This article investigated the erosion distribution law of particles impacting shells and the mechanism of particle movement in liquid–solid two-phase flow. The CFD-DEM was used for the numerical calculation of flow fields and forces. The conclusions can be drawn as follows:
  • When the direction of the incoming flow was perpendicular to the direction of the shell rib, the total erosion rate of the ribbed shell was 29.08% lower than that of the smooth shell, thereby exhibiting good erosion resistance.
  • The low-velocity flow field that can be formed in the grooved area of the ribbed shell can buffer the particles about to hit the shell wall. The velocity of particles hitting the ribbed shell was 15.91% lower than that of particles hitting the smooth shell, thereby reducing the erosion of the ribbed shell.
  • After hitting the smooth shell wall, particles were found to move downstream along the wall. In contrast, after hitting the ribbed shell, particles were found to move at a certain distance from the wall, and under the action of the high-velocity flow field, the particles could escape the wall at a higher velocity.
However, most of the particles were found to collide with the ribs of the ribbed shell, which bear most of the impact in liquid–solid two-phase flow. If this type of bionic structure is used in mechanical equipment that is easily eroded, the ribs should be of particular concern.
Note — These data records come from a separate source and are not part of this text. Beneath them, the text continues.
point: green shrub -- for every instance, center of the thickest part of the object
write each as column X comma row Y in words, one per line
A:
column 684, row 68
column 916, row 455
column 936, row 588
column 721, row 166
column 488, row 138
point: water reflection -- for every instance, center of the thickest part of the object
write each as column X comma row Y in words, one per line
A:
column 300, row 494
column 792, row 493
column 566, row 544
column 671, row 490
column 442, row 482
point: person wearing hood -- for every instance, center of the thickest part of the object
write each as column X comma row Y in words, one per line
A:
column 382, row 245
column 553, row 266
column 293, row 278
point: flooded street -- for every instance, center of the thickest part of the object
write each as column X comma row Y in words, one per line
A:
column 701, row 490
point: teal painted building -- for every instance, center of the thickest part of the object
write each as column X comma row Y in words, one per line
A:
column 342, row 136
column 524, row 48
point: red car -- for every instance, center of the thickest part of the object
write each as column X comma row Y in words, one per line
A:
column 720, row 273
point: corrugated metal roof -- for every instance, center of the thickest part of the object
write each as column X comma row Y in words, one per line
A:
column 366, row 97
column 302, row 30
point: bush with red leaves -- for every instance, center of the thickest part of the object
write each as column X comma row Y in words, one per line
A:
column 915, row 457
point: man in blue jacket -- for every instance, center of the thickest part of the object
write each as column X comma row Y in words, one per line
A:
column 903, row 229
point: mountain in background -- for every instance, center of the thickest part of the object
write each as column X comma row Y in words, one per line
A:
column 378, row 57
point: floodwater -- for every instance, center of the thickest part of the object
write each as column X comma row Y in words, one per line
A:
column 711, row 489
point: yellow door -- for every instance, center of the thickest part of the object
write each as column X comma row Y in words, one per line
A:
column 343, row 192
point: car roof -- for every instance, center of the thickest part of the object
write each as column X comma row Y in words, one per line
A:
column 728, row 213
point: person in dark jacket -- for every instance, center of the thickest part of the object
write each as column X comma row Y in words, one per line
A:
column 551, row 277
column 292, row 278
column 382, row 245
M.G.

Author Contributions

Conceptualization, C.Z., M.G. and Z.W. (Zhengyang Wu); methodology, C.S.; software, Z.W. (Zhenjiang Wei); validation, C.Z., Z.W. (Zhenjiang Wei) and Z.W. (Zhengyang Wu); formal analysis, Z.W. (Zhenjiang Wei); investigation, X.L. and M.G.; resources, C.Z.; data curation, C.Z.; writing—original draft preparation, Z.W. (Zhenjiang Wei); writing—review and editing, M.Z.; visualization, M.Z. and M.G.; supervision, M.G., M.Z. and J.L.; project administration, C.Z.; funding acquisition, C.Z. All authors have read and agreed to the published version of the manuscript.

Funding

This research was funded by Heze University Doctoral Research Fund, grant number: XY25BSLG10; the National Natural Science Foundation of China, grant number: 52305306; the Shandong Provincial Natural Science Foundation, grant numbers: ZR2023QE209, ZR2024QE320, ZR2022QF005.

Data Availability Statement

The original contributions presented in this study are included in the article. Further inquiries can be directed to the corresponding authors.

Conflicts of Interest

The authors declare no conflicts of interest.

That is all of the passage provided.